Introduction to the TESS Dataset

The Toronto Emotional Speech Set (TESS) is a benchmark dataset containing recordings of multiple actors reading sentences, covering seven emotions: anger, disgust, fear, happiness, neutral, sadness, and surprise. With high-quality samples and accurate annotations, it provides a reliable foundation for model training.

3

Section 03

Detailed Explanation of Three Experimental Architectures

MERS designs three experimental architectures:

  1. Speech Pipeline: Extracts MFCC features, uses Conv1D to capture local acoustic patterns, and BiLSTM to model temporal dependencies—suitable for processing speech sequence data.
  2. Text Pipeline: Based on the bert-base-uncased pre-trained model, captures semantic emotions via contextual embeddings, and is fine-tuned end-to-end on TESS labels.
  3. Late Fusion Network: Core innovation—after separate encoding of speech and text, features are concatenated, and joint decisions are made via fully connected layers, avoiding feature inconsistency issues in early fusion.
4

Section 04

Technical Highlights and Innovations of the Project

Technical Highlights

  1. Multimodal Complementarity: Speech captures "how to say" (tone, rhythm), while text captures "what to say" (semantics).

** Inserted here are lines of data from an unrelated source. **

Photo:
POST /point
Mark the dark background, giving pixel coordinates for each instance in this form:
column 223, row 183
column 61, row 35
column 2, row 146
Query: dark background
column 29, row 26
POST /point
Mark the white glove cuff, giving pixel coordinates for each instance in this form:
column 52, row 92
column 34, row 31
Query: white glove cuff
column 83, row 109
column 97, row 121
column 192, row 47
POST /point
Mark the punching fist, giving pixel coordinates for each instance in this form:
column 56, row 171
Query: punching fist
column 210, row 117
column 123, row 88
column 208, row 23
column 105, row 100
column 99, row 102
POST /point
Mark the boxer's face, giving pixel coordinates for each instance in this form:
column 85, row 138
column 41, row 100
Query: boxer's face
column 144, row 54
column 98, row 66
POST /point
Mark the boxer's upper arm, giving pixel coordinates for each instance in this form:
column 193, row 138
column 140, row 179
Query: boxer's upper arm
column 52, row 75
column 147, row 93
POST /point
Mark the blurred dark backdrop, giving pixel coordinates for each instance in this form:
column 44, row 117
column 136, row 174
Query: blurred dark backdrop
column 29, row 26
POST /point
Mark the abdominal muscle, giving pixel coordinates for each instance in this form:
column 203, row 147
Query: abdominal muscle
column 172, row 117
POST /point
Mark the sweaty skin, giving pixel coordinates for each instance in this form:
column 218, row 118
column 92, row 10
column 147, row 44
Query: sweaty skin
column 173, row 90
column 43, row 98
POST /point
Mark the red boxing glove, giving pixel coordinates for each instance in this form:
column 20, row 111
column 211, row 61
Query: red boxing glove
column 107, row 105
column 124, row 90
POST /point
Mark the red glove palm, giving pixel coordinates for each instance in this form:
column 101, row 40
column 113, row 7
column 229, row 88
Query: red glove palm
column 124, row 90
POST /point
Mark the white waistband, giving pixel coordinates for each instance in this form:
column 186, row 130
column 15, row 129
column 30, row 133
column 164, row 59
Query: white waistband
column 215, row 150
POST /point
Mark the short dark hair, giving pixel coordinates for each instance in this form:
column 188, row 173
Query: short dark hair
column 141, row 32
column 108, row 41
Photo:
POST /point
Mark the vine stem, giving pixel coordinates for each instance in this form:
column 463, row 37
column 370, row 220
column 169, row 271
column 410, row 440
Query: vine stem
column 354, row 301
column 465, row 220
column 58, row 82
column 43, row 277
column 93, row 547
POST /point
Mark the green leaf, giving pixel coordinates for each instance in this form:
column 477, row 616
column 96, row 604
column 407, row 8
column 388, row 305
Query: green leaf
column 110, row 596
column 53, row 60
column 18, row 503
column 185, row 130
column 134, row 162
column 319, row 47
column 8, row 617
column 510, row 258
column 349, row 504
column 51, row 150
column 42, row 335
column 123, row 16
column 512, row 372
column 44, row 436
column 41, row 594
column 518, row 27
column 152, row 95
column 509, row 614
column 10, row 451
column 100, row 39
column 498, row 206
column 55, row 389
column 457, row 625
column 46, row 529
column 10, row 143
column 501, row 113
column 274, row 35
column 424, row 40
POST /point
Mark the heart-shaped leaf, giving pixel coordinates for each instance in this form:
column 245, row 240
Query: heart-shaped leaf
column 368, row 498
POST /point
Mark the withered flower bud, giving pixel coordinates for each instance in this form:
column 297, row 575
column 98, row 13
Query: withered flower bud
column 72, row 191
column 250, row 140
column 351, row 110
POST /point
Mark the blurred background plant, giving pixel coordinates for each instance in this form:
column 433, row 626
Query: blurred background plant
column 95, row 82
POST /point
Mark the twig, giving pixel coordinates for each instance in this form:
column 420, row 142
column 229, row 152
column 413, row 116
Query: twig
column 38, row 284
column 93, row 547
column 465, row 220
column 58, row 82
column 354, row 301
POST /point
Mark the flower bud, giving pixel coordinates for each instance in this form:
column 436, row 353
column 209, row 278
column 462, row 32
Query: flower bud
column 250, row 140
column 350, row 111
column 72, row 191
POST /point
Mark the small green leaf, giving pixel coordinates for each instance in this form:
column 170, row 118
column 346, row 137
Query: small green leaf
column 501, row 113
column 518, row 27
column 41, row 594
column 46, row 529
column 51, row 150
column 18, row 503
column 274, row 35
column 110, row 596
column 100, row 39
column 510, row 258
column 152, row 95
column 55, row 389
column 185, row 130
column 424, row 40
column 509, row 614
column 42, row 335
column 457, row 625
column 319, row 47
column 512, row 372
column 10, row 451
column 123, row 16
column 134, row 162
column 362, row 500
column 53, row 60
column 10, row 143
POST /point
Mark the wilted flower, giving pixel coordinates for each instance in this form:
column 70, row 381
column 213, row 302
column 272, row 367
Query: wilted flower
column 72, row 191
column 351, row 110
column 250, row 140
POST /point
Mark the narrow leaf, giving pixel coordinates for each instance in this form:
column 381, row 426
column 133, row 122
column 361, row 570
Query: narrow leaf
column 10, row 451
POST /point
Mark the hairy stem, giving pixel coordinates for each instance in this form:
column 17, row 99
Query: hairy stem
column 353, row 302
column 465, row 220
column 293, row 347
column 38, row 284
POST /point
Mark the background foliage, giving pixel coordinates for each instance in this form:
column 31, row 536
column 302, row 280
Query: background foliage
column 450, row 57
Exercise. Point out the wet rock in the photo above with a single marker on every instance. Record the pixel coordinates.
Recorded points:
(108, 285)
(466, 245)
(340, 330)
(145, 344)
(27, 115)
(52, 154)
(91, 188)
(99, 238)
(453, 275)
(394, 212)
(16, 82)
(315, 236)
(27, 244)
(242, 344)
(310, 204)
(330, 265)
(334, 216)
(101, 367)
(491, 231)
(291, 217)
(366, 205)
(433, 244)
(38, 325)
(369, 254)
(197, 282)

Their combination enables accurate recognition of complex emotions like sarcasm.
  2. Modular Design: The three pipelines are independent yet unified, facilitating individual evaluation, component replacement, debugging, and optimization.
  3. Reproducibility: Provides a complete requirements.txt to ensure the reproducibility of experimental results.
5

Section 05

Experimental Results and Performance Inferences

Experimental Result Inferences

  • Single-modal Baselines: The speech pipeline performs well on emotions with obvious acoustic features (e.g., anger, surprise); the text pipeline excels at emotions with clear semantics.
  • Multimodal Improvement: Late fusion is expected to combine the advantages of both modalities, achieving better performance on confusing emotion categories (e.g., happiness vs. surprise).

Note: The GitHub repository does not provide detailed performance figures; the above are reasonable inferences based on architecture design.

6

Section 06

Application Scenarios and Potential Value

Application Scenarios

  1. Customer Service Analysis: Recognize customer emotions in real time, mark high-emotion calls, assist customer service in adjusting strategies, and analyze service quality.
  2. Mental Health Monitoring: Analyze patients' speech/text records, identify depression and anxiety, and provide emotional trends to support diagnosis.
  3. Content Moderation and Recommendation: Identify harmful emotional content, optimize recommendation algorithms, and improve platform ecology.
7

Section 07

Current Limitations and Future Improvement Directions

Current Limitations

  1. Dataset Limitation: TESS has a single scenario (fixed sentence reading), which differs from natural conversations;
  2. Language Limitation: Only supports English;
  3. Computational Cost: High inference cost for dual models.

Future Directions

  1. Integrate visual modality;
  2. Lightweight models to reduce deployment costs;
  3. Cross-language transfer;
  4. Optimize real-time processing latency.
8

Section 08

Project Summary and Insights

The MERS project demonstrates the potential of multimodal deep learning in emotion recognition and provides a clear benchmark and scalable framework.

Insights:

  • For Practitioners: Handling complex emotions requires multimodal fusion, respecting the essence of human emotional expression;
  • For Researchers: Modular design (starting with single-modal baselines, then fusion) helps understand component contributions and locate problems.